THE FLIGHT OF THE PELICAN

By

Pub Date: Sept. 15th, 1984
Publisher: North Point

Jonathan Bradshaw is a 42-year-old ne'er-do-well whose only real job has been a brief stint selling socks at Brooks Brothers--and who has lived the rest of his eternal adolescence dependent on the goodwill and pity of family, friends. . . and women intrigued by his boyish fatuity. But then, when it's discovered that Jonathan's father Ben, missing for 25 years (having simply sailed off in his boat The Pelican), has been sighted at last, Jonathan is galvanized: in a flash he's off to the harbor in Puerto Gusano, the any-Latin, mock-country where the novel is set.
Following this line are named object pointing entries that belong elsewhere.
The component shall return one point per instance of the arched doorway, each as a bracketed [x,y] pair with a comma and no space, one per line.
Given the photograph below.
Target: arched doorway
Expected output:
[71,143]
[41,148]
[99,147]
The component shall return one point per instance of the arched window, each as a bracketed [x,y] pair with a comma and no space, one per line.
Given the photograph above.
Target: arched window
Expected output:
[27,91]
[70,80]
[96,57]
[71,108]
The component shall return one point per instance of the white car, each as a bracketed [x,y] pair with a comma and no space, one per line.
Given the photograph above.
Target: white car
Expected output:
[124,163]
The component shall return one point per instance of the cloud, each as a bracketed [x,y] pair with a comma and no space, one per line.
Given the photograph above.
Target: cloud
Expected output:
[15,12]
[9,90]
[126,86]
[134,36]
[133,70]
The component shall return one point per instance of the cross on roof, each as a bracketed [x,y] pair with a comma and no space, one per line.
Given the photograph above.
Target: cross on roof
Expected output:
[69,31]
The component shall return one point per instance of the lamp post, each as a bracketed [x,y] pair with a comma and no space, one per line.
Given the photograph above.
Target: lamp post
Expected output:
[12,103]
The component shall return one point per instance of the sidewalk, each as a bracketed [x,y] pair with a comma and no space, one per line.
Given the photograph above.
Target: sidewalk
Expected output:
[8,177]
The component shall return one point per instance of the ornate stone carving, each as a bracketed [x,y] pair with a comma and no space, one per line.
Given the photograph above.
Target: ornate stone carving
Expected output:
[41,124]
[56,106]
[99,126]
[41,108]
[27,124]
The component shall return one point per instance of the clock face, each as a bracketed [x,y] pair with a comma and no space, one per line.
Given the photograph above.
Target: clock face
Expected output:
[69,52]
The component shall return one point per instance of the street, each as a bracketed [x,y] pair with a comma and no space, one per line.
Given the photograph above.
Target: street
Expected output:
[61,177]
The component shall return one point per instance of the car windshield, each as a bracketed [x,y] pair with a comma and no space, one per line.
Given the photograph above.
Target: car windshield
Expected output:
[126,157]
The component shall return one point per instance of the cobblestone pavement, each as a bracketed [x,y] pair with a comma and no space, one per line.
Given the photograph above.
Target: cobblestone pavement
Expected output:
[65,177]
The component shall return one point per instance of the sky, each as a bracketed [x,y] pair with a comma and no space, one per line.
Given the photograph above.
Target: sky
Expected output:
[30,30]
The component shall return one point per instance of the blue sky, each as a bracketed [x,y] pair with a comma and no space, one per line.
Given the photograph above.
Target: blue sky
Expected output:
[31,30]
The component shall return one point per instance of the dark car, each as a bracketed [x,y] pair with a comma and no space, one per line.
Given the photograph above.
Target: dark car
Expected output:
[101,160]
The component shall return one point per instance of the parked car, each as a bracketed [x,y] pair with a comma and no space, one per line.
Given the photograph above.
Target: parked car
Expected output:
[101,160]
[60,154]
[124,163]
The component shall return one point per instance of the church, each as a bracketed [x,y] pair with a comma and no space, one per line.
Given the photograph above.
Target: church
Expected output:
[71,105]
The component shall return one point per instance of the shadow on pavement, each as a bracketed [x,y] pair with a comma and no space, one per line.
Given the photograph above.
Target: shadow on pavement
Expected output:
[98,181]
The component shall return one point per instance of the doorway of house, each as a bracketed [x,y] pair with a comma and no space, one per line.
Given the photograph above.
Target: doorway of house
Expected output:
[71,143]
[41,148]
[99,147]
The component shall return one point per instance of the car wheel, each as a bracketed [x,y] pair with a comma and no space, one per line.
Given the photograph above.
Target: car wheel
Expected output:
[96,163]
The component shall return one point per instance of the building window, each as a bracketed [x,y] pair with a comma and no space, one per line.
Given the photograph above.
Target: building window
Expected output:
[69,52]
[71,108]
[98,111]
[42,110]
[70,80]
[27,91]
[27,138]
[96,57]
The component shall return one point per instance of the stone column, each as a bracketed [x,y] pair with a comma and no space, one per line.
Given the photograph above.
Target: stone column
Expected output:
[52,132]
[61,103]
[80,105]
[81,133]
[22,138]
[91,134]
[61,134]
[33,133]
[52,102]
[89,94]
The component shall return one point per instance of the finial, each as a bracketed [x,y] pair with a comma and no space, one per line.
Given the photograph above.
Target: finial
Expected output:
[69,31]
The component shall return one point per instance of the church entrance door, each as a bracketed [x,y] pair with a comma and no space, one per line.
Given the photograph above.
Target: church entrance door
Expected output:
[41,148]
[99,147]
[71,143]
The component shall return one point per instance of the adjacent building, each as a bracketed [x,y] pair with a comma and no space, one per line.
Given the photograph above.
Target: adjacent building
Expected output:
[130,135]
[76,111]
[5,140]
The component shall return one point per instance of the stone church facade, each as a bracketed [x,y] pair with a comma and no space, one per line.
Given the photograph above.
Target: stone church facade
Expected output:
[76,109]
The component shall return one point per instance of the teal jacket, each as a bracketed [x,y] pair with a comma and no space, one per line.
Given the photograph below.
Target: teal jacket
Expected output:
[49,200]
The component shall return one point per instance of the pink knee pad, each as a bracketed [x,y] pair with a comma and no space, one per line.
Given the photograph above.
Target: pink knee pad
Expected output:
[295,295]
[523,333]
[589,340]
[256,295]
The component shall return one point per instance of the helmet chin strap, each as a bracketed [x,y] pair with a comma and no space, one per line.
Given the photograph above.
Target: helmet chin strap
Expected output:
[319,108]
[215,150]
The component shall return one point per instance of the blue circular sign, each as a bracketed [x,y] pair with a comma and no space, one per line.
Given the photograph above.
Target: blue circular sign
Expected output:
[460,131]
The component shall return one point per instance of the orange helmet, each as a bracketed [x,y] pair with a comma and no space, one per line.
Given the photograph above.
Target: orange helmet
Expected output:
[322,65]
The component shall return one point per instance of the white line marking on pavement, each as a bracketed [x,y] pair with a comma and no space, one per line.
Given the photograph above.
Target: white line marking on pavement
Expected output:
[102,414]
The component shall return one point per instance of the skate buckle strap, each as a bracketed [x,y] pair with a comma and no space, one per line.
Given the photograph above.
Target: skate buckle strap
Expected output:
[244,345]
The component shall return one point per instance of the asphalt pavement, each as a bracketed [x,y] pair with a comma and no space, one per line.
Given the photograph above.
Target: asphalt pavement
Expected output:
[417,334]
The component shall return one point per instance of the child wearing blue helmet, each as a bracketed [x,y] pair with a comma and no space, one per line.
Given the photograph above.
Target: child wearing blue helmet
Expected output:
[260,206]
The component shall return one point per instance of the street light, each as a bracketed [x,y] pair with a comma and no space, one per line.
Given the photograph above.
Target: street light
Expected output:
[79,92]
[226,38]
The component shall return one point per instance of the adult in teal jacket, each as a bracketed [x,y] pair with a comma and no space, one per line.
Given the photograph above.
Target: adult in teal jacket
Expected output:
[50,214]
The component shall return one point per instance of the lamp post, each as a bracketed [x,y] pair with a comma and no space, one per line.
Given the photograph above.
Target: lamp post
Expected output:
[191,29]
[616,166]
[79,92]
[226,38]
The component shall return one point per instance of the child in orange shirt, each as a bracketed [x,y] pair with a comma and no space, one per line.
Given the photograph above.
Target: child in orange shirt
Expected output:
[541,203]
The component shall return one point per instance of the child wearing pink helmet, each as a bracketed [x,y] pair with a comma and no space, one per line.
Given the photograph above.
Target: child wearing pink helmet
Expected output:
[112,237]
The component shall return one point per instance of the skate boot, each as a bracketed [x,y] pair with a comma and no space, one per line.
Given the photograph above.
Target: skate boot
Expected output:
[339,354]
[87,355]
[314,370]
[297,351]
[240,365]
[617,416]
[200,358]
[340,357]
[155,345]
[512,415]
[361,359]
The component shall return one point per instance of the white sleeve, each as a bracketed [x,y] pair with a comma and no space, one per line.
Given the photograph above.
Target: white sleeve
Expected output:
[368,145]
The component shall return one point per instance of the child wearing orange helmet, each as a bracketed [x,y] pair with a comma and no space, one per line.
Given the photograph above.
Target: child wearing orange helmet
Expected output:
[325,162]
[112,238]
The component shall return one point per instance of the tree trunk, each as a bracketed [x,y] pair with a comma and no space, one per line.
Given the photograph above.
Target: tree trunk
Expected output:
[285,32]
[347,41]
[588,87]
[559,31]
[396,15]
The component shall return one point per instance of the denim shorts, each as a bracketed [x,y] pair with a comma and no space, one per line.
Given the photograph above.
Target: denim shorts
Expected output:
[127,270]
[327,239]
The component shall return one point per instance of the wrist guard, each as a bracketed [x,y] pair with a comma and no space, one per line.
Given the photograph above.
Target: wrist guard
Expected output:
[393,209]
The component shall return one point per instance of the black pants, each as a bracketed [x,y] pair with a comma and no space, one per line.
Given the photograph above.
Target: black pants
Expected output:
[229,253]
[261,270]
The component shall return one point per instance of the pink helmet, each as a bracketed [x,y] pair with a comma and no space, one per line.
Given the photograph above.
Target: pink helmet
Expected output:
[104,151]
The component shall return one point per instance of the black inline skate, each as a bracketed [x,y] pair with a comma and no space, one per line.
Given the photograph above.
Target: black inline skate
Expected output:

What Jonathan finds there, however, is the magnificent chief of police, Umberto Hak, a confidence man on a grand scale--and Hopkins' best creation. Hak, it turns out, bears Jonathan's father a grudge--for encouraging an oil refinery that has despoiled the harbor and disrupted the sleepy port society (and for running away with Hak's wife Marie). So Hak's unstable, perhaps even murderous behavior makes it prudent for Jonathan to head for the bush, still hoping to find Ben. And Ben is indeed found--but dying (of yaws), attended by Marie and a trained ape named Adam: after his death, there's a funeral in Puerto Gusano, with--at the whimsical close--a grandiloquent, full-of-lies, and blackmailing eulogy by Hak. Jonathan's naivete and Hak's baroque cynicism do make a nice complement. Otherwise, however, there's not much to this novel: Hopkins (Tangier Buzzless Flies) patches together its parts rather than developing them--some prep-school/surreal humor here, some outlandish adventure there. In sum: lively enough, but less than coherent and hardly biting.